Антон Федорович хмыкнул, но ответил все же приветливо:
— Вне всяких сомнений.
Артемьев предложил гостю удобное кожаное кресло у журнального столика, на котором уже стояла бутылка «Хеннеси», пара коньячных фужеров и хрустальное блюдце с солеными орешками. Они сели по обе стороны столика.
— У меня к тебе дело, — перешел к главному Иванов. — О ролике про собес слышал, наверное, уже?
— А-а-а, — понял Егор. — Вот ты о чем.
Вчера после обеда в частных видениях появился сценарий оцифрованной видеозаписи с камер безопасности одного из столичных собесов. Он расползался, словно вирус. Руководитель отдела выплаты пособий и главный бухгалтер обсуждали, как они будут выкручиваться из неприятной ситуации, в которую попали, купив по дешевке партию консервов с истекшим сроком годности. По документам товар проходил как первосортный свежак, хотя на самом деле все сроки вышли еще прошлой осенью. Они бы с радостью все скрыли, но теперь любой желающий может не просто присутствовать при их разговоре, но и подойти поближе к каждому фигуранту, заглянуть в глаза. И доказать подлинность будет несложно.
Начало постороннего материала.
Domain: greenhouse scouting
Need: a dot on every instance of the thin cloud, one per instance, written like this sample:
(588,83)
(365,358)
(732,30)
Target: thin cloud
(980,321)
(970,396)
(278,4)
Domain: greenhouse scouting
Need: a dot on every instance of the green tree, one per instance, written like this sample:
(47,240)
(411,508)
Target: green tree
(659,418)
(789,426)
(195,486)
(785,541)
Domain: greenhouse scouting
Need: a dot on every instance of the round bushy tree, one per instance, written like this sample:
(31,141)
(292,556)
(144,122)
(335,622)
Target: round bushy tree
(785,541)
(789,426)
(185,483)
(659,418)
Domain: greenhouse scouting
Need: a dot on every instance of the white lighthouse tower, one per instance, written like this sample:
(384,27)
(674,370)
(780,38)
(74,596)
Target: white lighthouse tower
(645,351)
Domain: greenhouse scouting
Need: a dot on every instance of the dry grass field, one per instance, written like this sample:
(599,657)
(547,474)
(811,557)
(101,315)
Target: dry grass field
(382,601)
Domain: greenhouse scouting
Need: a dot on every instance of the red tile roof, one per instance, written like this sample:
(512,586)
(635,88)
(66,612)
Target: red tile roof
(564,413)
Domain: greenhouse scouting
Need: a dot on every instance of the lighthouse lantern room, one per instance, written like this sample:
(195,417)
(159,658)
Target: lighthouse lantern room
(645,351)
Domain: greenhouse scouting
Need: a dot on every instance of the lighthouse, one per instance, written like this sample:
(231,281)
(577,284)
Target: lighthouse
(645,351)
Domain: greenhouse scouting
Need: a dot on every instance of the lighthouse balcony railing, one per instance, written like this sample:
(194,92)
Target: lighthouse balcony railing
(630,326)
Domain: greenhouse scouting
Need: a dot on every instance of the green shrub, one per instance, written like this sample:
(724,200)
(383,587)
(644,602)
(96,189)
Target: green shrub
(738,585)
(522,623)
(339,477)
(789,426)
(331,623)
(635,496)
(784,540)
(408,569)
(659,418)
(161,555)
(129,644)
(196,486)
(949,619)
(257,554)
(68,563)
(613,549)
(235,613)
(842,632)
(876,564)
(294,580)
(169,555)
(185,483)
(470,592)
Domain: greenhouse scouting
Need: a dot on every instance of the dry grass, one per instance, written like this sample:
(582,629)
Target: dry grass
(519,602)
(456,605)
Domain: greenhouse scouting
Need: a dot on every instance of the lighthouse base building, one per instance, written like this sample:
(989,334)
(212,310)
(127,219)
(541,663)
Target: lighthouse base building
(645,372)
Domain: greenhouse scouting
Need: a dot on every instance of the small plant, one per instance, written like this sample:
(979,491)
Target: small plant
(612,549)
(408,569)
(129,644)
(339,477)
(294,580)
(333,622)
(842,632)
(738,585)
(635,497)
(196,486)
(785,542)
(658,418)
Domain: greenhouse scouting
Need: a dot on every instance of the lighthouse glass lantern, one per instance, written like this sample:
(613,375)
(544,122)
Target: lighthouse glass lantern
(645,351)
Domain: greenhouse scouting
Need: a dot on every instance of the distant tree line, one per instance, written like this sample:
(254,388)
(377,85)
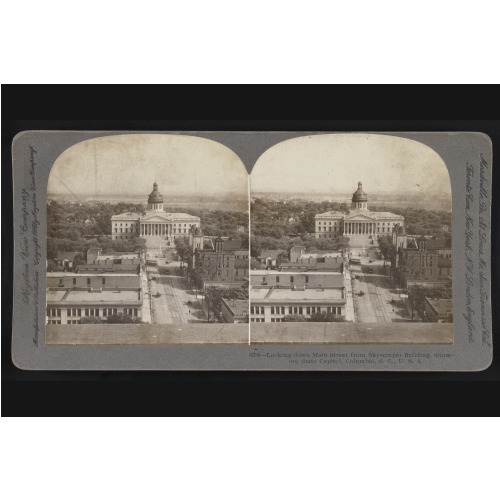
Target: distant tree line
(75,227)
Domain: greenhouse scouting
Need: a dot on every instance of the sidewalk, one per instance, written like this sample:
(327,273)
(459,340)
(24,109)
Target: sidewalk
(349,302)
(146,298)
— Слушай, это нужно прекратить, — твердо сказал Антон Федорович.
— Как это можно прекратить? — уточнил Егор.
— И выяснить, кто это сделал.
— Мстить, что ли, будешь?
— Ты просто обязан это прекратить, — настаивал Иванов.
— Запись — фальшивка?
— Вне всяких сомнений.
— А я слышал, фээсбэшники еще вечером провели экспертизу и доказали ее подлинность.
— Это уважаемые люди, и совершенно незачем портить их репутацию, — наседал Иванов.
Артемьеву было плевать на свободу слова ровно так же, как было плевать на то, что подонков называют уважаемыми людьми. Он получал удовольствие от того, что мог карать засранцев. А эти двое, которые пытались подставить экспедитора, якобы плохо проверившего товар при получении, были именно засранцами.
— Проверить, конечно, надо, все-таки незаконное вторжение в частные видения, — сказал Артемьев и активировал свои Видения.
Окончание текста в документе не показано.